There are innumerable published studies, which span the spectrum of scientific rigor, over the past decades reporting findings of antibiotic treatment of otitis media. This very rigorous study is of interest because of two findings that differ from what is generally believed a higher rate (44.9%) of treatment failure with placebo and a greater and earlier benefit of antibiotic treatment. Several meta-analyses of antibiotic treatment of otitis media report that the number of children needed to treat to benefit one child is from 7 to 17, compared to the 3.8 in this study. Rescue treatment of children in the amoxicillin-clavulanate group (6.8% overall) was required about as often as in the treatment group of other studies, but required in 33.5% of children in the placebo group, compared to an average of 12% in other studies. These key differences are likely attributable to the scientific rigor of this study in diagnostic criteria and defining treatment failure, and the use of the most appropriate drug and dosage for otitis media.

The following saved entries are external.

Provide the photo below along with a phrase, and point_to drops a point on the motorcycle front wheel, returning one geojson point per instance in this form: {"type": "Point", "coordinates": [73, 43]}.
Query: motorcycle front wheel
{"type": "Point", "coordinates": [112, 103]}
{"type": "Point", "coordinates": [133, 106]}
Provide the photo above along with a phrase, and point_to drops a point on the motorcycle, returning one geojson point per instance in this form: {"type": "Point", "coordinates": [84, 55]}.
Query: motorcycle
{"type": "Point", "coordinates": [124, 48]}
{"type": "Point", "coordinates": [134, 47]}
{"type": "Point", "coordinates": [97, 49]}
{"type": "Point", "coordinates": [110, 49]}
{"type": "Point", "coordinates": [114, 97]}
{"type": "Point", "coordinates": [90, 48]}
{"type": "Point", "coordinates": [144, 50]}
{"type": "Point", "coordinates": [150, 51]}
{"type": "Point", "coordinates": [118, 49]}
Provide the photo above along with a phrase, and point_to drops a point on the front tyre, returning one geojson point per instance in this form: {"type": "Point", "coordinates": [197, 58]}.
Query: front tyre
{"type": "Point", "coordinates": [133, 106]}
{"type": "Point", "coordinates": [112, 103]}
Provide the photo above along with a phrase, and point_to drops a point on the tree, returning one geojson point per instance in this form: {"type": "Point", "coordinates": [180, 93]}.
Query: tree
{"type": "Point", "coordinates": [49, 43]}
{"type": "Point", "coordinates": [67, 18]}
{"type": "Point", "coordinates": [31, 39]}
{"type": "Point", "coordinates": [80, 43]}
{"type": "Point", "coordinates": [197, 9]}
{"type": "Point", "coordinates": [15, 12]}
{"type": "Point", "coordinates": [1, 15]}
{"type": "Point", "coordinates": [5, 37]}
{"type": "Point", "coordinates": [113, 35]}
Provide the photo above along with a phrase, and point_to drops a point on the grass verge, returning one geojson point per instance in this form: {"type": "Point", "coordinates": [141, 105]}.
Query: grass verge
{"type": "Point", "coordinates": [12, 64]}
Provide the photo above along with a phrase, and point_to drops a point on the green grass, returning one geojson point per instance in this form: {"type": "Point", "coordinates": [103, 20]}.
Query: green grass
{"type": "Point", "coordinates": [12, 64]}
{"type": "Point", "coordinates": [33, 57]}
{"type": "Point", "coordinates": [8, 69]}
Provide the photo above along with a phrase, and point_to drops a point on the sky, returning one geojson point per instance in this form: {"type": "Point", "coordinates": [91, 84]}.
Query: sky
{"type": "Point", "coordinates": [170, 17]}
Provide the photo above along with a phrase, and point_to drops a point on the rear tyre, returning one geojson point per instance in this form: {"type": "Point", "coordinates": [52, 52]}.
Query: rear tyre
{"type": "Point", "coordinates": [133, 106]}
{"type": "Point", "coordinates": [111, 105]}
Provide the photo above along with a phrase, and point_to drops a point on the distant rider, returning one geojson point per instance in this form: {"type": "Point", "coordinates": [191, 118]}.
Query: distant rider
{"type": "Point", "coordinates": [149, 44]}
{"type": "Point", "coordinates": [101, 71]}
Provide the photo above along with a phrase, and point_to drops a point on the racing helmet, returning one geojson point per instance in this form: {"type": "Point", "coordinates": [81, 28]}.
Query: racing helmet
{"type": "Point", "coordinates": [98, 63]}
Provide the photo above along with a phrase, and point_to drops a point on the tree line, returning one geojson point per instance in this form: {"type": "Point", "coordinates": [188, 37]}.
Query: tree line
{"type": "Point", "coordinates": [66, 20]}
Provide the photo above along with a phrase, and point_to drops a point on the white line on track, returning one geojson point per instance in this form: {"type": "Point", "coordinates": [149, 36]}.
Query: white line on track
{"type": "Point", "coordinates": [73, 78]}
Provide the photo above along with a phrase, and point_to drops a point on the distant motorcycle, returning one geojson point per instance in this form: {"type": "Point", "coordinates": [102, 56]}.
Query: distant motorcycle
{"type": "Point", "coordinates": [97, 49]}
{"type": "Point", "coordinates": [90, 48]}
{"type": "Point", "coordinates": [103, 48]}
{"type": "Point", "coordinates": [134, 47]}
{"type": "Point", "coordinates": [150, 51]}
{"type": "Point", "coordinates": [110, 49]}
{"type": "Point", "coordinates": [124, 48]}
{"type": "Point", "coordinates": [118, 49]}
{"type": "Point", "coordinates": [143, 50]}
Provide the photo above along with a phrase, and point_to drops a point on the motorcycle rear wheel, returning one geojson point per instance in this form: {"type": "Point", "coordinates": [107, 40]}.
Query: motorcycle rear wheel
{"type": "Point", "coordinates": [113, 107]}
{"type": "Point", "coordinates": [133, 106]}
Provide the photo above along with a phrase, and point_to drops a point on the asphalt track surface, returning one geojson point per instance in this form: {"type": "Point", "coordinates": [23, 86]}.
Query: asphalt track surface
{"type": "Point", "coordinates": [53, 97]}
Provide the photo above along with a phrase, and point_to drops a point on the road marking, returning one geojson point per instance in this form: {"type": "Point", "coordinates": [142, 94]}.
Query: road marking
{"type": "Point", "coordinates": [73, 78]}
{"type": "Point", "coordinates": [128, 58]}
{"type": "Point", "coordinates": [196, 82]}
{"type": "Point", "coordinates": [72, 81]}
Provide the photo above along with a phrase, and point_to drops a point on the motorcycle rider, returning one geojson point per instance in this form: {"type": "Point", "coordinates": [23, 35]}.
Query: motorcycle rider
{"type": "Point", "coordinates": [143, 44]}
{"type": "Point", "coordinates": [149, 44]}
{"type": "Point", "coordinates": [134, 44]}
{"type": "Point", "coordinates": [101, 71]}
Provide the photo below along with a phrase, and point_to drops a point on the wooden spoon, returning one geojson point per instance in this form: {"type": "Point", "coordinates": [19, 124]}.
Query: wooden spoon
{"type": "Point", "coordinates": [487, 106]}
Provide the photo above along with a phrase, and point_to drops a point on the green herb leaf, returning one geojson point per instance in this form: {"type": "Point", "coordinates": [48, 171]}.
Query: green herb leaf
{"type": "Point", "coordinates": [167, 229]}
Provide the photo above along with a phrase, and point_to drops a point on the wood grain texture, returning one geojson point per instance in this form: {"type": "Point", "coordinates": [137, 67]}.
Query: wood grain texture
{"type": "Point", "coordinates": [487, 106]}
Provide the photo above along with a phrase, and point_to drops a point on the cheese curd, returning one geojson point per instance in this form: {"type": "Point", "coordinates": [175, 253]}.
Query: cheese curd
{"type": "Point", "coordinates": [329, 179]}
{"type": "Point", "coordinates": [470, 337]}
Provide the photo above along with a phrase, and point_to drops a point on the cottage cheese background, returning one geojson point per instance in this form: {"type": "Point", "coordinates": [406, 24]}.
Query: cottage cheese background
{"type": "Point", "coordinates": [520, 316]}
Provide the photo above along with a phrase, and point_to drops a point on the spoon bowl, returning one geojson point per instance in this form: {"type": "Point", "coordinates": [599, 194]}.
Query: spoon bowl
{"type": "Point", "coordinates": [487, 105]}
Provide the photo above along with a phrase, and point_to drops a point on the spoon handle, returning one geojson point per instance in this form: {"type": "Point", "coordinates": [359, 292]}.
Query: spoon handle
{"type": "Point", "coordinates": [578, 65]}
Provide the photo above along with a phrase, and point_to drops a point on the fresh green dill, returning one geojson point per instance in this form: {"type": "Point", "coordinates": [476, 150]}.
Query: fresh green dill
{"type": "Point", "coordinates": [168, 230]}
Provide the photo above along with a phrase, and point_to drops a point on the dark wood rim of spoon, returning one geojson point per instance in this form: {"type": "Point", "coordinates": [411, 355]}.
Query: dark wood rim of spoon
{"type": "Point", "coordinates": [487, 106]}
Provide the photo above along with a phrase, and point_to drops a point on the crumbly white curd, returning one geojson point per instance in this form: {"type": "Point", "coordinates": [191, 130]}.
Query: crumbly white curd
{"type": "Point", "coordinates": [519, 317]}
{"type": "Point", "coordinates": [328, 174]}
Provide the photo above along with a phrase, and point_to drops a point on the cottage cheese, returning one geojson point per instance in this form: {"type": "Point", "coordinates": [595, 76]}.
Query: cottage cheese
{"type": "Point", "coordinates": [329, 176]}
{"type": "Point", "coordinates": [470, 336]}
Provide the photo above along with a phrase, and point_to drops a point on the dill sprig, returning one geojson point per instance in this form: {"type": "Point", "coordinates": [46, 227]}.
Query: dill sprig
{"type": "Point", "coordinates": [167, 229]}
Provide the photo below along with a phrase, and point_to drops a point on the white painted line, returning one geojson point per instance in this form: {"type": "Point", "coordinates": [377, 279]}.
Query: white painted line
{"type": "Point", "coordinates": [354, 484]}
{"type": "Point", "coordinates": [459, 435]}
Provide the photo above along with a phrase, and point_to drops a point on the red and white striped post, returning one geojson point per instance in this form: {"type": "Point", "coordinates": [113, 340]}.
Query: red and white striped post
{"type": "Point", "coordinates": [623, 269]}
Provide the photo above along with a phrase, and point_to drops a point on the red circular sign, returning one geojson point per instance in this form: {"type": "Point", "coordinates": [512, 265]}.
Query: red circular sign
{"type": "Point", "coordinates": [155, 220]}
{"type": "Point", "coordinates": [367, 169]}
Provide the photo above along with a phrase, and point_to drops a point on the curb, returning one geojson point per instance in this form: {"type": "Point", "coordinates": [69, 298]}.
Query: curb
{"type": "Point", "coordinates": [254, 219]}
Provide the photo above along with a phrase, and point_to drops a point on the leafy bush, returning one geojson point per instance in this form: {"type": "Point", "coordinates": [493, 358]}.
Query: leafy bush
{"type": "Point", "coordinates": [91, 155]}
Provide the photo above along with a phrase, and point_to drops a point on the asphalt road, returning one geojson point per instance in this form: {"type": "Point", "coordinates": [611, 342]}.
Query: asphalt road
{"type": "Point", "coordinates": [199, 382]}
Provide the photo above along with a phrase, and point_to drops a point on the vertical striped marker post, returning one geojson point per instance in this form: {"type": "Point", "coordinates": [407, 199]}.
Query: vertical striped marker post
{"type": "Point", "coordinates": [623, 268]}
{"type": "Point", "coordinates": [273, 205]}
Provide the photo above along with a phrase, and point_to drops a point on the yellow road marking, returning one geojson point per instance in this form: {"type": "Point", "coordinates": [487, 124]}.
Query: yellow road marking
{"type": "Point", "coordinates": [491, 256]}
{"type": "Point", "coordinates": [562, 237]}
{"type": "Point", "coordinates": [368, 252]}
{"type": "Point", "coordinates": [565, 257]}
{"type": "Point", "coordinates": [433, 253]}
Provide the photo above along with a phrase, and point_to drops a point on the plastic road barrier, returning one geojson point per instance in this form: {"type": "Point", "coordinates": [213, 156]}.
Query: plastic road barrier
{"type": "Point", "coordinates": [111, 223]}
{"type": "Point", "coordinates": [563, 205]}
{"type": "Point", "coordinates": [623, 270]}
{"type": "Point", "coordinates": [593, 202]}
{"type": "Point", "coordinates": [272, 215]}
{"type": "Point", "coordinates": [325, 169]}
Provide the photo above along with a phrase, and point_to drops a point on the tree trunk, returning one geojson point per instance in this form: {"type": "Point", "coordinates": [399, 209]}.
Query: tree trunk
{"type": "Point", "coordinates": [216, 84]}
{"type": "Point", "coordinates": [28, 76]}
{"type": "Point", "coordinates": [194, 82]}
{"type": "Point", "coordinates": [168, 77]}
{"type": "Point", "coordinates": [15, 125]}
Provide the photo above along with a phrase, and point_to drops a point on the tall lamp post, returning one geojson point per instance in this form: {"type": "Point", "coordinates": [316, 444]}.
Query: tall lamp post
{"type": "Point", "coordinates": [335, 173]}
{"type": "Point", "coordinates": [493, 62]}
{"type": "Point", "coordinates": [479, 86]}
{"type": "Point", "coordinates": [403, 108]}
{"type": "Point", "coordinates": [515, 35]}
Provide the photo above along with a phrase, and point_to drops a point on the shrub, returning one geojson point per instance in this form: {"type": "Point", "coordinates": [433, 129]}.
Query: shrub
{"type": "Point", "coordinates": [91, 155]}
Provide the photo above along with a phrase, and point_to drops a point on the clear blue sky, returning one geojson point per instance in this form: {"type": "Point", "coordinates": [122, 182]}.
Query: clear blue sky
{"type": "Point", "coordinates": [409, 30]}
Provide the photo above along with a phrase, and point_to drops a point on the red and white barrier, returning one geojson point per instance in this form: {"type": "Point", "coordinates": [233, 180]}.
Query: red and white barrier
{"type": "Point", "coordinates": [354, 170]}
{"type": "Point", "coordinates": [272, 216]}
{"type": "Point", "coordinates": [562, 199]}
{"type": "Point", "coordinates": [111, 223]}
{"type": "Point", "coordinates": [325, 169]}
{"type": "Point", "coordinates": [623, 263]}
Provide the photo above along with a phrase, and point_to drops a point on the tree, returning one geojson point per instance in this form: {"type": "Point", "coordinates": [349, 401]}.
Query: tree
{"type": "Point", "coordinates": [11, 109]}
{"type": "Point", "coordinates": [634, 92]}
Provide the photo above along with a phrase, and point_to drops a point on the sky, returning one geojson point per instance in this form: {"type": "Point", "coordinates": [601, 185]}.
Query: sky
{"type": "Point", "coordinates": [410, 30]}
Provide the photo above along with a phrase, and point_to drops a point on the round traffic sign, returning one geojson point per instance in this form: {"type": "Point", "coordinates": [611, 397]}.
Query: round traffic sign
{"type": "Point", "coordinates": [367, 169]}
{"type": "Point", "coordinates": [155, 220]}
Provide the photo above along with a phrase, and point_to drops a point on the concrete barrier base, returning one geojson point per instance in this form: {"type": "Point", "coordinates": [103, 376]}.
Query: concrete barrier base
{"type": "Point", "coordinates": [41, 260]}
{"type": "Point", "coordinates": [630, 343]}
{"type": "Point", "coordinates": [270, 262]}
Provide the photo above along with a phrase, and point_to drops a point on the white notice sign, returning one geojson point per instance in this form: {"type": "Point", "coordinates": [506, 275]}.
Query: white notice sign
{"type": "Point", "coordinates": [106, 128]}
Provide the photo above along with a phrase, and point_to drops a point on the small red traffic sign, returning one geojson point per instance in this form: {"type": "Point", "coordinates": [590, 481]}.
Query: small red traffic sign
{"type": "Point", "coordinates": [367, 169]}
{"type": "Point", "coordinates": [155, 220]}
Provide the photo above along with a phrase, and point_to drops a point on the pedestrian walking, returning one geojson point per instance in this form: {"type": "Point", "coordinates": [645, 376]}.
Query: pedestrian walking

There is some controversy over the appropriate management of otitis media in young children. In 2004, the American Academy of Pediatrics recommended observation without the use of antibiotics for selected children with acute otitis media. Even in this study, half of children in the placebo group did not have treatment failure, and two-thirds did not need rescue treatment.
The 2004 recommendation was qualified by acknowledging that it "was based on randomized, controlled trials with limitations." This new study is important, and provides a contemporary, rigorous answer to the question of the benefit of initial antibiotic treatment vs. observation for acute otitis media. These results demonstrate a clear benefit of appropriate antibiotic treatment to a degree that is greater than understood previously, including the finding of significant improvement by study day 3. Though some cases of acute otitis media in children will indeed resolve spontaneously, we do not have the diagnostic acumen to identify that subset of cases. Thus, these results indicate that all children with acute otitis media 6 to 35 months of age should be treated with amoxicillin-clavulanate as the initial management.